Bergman, Ingmar; Andersson, Bibi; Ulman, Liv

Last Updated: Apr-09-1999
Annotated by:
Duffin, Jacalyn

Primary Category: Performing Arts / Film, TV, Video

Genre: Film

Summary:

The film opens with a short series of images of hospitals, dead bodies, landscapes, a hand impaled by a nail, and a bespectacled young boy lying uncomfortably under a thin sheet. (The shot of an erect penis was removed for distribution outside Scandinavia.) A young nurse (Bibi Andersson) is assigned to look after a great actress, Elizabeth (Liv Ullman), who had been playing Electra to critical success. Elizabeth is completely mute, but the psychiatrists cannot detect any discrete pathology and have no diagnosis.

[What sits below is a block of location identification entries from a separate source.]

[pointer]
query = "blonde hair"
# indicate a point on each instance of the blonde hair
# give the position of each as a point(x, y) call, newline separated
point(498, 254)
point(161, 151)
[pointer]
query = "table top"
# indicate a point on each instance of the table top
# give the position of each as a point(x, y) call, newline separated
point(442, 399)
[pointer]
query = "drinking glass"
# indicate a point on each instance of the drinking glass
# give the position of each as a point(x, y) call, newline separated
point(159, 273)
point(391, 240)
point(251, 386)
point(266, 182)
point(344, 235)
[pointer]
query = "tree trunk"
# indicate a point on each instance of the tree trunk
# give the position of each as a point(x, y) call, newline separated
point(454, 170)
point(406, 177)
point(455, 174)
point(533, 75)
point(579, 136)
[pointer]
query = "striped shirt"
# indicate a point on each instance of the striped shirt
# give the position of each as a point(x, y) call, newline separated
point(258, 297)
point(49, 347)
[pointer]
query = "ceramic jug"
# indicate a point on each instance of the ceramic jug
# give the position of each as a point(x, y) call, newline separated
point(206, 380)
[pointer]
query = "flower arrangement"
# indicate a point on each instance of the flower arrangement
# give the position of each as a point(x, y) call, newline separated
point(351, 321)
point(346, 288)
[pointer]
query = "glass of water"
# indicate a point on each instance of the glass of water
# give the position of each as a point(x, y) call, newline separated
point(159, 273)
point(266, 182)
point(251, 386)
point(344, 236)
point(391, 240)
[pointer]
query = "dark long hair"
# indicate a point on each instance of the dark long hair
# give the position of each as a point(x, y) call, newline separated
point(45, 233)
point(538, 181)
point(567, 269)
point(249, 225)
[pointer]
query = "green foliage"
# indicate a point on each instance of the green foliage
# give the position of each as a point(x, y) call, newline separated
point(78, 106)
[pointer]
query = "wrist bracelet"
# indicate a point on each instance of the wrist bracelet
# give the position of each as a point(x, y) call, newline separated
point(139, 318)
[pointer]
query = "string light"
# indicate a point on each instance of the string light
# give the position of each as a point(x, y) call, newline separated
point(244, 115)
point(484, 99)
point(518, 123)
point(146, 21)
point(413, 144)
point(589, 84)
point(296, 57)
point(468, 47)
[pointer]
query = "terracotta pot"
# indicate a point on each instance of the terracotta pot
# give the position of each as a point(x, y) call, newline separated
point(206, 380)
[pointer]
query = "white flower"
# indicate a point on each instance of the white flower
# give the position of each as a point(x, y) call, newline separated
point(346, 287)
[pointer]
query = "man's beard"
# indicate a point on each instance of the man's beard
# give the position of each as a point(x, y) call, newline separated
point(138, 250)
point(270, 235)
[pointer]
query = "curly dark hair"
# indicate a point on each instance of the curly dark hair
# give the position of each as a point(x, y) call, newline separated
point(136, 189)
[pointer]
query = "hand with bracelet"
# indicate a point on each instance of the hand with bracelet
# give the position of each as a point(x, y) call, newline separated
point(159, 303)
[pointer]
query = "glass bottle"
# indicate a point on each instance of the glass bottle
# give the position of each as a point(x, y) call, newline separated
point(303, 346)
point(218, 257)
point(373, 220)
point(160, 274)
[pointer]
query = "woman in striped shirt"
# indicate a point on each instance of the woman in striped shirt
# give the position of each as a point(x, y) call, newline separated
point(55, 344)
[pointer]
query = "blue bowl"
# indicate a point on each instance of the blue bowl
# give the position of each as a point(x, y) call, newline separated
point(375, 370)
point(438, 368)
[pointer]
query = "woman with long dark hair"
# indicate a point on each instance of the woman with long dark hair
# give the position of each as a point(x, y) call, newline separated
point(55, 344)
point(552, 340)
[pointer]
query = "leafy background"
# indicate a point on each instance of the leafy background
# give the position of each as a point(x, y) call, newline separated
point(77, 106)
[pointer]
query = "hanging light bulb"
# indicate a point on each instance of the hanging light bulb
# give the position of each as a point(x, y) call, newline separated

At first the nurse worries that the case may be too complicated for her, because of the difference in age and experience. The pair are sent to the doctor's summer cottage by the sea. The actress remains silent, but her nurse chatters endlessly, trying to draw out the patient. Eventually, in a complete reversal of psychotherapeutic roles, she is compulsively confiding her fears and intimate secrets of sexual adventures.

To her horror, she reads a letter written by Elizabeth to the psychiatrist that describes the confessions as nothing more than amusing diversions. She is angered and deliberately tries to harm Elizabeth. Then she delivers a stern accounting for her patient's silence, as a rejection of her femininity, her marriage, and especially of her son. This scene is portrayed twice--once with the camera on the nurse; once with the camera on the patient. The irritated husband comes for his wife, they return to the city, where Elizabeth's future is ambiguous. But at the completion of their relationship the nurse has grown in wisdom and confidence.